Consultant en santé et sécurité du travail, Steeve Tremblay n’est pas non plus surpris que les préposés aux bénéficiaires soient parmi les plus touchés, ne serait-ce que par la nature de leur métier, qui les amène à travailler près des patients. M. Tremblay rappelle aussi qu’« au début de la pandémie, on a vidé les hôpitaux pour envoyer des patients en CHSLD », des lieux où travaillent de nombreux préposés. « Mais les ressources, tant matérielles qu'humaines, n’ont pas suivi », dit-il.

Selon M. Tremblay, davantage de formation en prévention des infections aurait dû être réalisée. En prévision de la deuxième vague, qu’il attend pour juillet, M. Tremblay croit que la prévention doit se faire « dès maintenant ». « Et l’équipement doit être là. Il faut prévoir pour éviter l’improvisation », dit-il.

Peu de données sur les agences

La quasi-totalité des établissements de santé ne dispose également pas de données sur les employés travaillant pour des agences privées de placement de personnel et ayant été infectés.

Mercredi, Radio-Canada révélait que Québec s’apprêtait à mieux encadrer cette industrie en prévision de la deuxième vague. Une situation qui satisfait l’Association des entreprises privées de personnel soignant du Québec (EPPSQ), qui représente les 16 plus grosses agences de placement de personnel de la province.
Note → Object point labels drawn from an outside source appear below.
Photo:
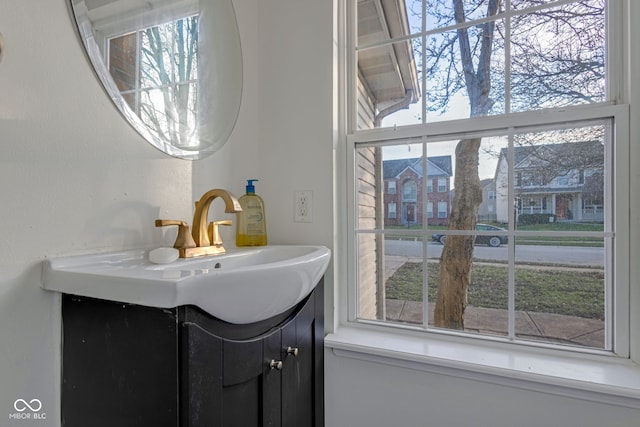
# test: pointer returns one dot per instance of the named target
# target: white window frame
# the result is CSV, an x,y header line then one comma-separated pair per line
x,y
619,267
591,377
477,126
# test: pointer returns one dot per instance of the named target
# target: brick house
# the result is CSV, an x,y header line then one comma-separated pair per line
x,y
403,191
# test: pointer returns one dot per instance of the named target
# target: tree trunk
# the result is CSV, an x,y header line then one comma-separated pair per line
x,y
456,259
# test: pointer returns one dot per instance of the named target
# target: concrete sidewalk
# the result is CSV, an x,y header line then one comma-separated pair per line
x,y
489,321
529,325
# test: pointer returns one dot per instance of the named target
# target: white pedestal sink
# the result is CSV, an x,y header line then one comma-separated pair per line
x,y
245,285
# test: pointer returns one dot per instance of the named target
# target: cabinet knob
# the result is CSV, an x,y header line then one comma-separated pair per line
x,y
276,364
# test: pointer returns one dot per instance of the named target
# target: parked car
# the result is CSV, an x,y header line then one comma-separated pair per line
x,y
493,241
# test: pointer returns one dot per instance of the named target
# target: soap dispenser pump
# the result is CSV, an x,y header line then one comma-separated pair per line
x,y
251,228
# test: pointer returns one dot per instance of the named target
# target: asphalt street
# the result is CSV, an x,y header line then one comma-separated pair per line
x,y
561,255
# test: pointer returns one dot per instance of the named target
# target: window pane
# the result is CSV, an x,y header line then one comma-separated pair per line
x,y
390,278
122,61
441,13
388,86
559,177
450,93
558,57
560,290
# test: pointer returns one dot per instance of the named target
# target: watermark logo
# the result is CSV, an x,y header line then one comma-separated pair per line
x,y
27,410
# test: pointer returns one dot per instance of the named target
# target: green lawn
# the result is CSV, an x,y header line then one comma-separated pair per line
x,y
560,291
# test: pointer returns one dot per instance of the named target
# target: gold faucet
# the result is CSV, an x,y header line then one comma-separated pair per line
x,y
203,240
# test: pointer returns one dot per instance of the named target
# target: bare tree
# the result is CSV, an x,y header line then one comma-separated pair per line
x,y
557,58
169,66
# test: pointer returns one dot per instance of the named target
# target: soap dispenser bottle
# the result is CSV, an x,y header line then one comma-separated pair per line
x,y
251,228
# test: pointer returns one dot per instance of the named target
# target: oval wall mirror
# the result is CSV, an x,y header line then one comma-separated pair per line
x,y
172,67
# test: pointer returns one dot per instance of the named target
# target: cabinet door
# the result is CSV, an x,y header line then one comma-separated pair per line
x,y
229,383
119,364
298,392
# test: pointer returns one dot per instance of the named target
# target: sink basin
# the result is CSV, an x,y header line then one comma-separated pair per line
x,y
245,285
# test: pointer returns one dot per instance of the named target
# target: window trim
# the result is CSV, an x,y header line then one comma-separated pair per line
x,y
620,343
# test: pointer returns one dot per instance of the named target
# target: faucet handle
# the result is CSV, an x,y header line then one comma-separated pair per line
x,y
184,238
214,233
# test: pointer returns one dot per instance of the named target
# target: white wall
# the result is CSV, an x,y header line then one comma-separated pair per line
x,y
76,179
361,393
364,392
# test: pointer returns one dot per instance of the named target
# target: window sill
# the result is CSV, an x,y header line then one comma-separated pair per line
x,y
601,379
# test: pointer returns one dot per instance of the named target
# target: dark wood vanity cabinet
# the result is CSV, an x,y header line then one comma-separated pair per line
x,y
130,365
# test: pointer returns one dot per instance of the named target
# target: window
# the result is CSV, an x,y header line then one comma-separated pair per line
x,y
409,191
442,209
454,114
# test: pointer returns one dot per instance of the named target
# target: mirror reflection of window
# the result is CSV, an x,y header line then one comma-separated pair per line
x,y
155,69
La porte-parole Hélène Gravel indique que son association a elle-même demandé à Québec d’intervenir dans ce dossier. Car pour elle, les agences de placement de personnel sont actuellement « injustement prises pour boucs émissaires ». Mme Gravel affirme que les membres de l’EPPSQ sont sérieux et liés par contrat au gouvernement. « On ne peut pas envoyer des gens sans expérience sur le terrain. Quand on entend parler d’agences qui envoient des employés non formés, qui ne parlent pas français… on ne se reconnaît pas là-dedans », dit-elle.

Également présidente de l’Agence continuum, Mme Gravel affirme qu’aucun de ses 600 employés n’a été infecté jusqu’à maintenant. « Dès le début, on n’a pas accepté les mouvements de personnel », dit-elle.

Pour Mme Gravel, le tour de vis que compte faire Québec dans l’industrie est le bienvenu. Car les « agences éphémères » qui envoient des personnes non formées travailler dans les hôpitaux « entachent la réputation » des agences sérieuses. « On veut que le réseau cesse de faire du gré à gré avec des agences sorties de nulle part qui ne respectent pas les mêmes règles que nous », conclut-elle.